Siendo Gilberto de inferior condición, estaba excluido de la sala del castillo de Taverney, y espió a todos los personajes que por su rango figuraba en él.
Observó, mientras que duró la cena, que Balsamo reía y gesticulaba; echó en olvido las atenciones con que Andrea le había favorecido, la inaudita amabilidad del barón, y el celo respetuoso de La-Brie.
Para evitar que Nicolasa le viese después que se levantaron de la mesa, se escondió en un bosquecillo de lilas, pues así se libraba de que interrumpieran su espionaje.
Nicolasa había dejado abierto, cuando hizo su acostumbrada ronda, uno de los postigos de la sala por estar inservibles sus goznes.
Aprovechó Gilberto esta ocasión para seguir el curso de sus observaciones, después que aquella se hubiera acostado.
No se nos oculta, que al decir sus observaciones, esta palabra parecerá ciertamente vaga al lector, pues ¿qué observaciones pudiera hacer Gilberto? ¿Ignoraba acaso algunas de las circunstancias del castillo de Taverney, habiendo nacido en él? ¿Le eran ajenos sus moradores, no habiendo transcurrido sin verlos ni un solo día, durante el espacio de diecisiete o dieciocho años, o es que aquella noche, no sólo estaba preocupado en acechar, sino que, además, aguardaba alguna cosa?

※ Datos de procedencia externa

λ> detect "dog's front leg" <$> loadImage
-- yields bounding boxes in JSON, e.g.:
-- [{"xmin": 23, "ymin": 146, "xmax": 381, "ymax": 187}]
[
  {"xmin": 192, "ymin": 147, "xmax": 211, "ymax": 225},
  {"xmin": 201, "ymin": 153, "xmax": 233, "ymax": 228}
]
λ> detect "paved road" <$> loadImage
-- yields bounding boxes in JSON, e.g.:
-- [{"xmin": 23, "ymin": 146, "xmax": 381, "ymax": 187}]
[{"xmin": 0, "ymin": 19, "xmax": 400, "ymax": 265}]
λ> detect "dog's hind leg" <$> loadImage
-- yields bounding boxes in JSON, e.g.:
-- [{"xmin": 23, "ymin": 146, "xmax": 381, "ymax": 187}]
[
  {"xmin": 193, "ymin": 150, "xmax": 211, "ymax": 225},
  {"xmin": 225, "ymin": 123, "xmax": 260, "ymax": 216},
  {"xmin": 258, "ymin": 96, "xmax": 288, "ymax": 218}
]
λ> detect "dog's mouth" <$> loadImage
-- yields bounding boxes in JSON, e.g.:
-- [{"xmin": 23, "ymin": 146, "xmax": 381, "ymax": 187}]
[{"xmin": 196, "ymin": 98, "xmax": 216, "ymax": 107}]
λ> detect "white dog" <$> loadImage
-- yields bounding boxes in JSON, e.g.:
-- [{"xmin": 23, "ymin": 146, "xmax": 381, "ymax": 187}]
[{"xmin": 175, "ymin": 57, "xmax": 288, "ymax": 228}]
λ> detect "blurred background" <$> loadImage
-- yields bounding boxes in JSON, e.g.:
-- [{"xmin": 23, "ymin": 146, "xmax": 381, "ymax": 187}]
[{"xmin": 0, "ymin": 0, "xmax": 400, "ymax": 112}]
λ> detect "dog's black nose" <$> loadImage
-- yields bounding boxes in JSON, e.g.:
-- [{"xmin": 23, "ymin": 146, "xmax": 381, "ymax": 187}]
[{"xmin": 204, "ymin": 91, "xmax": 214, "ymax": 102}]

Así que salió Nicolasa de la casa, y después de haber lenta y descuidadamente cerrado sus puertas y ventanas, fue a pasearse al jardín manifestando con sus miradas que alguien la esperaba; mas como nada viera, se retiró, dirigiéndose a su habitación.
Mientras, Gilberto, inmóvil y oculto tras de un árbol, respirando apenas, observó todos los movimientos y ademanes de la doncella. Cuando esta desapareció, y hubo visto luz por las ventanas de la boardilla, cruzó de puntillas el espacio vacío, llegó hasta la ventana, y protegido por la oscuridad, devoró con su vista a Andrea que estaba sentada con pereza delante del clave; esperó sin siquiera saber lo que esperaba.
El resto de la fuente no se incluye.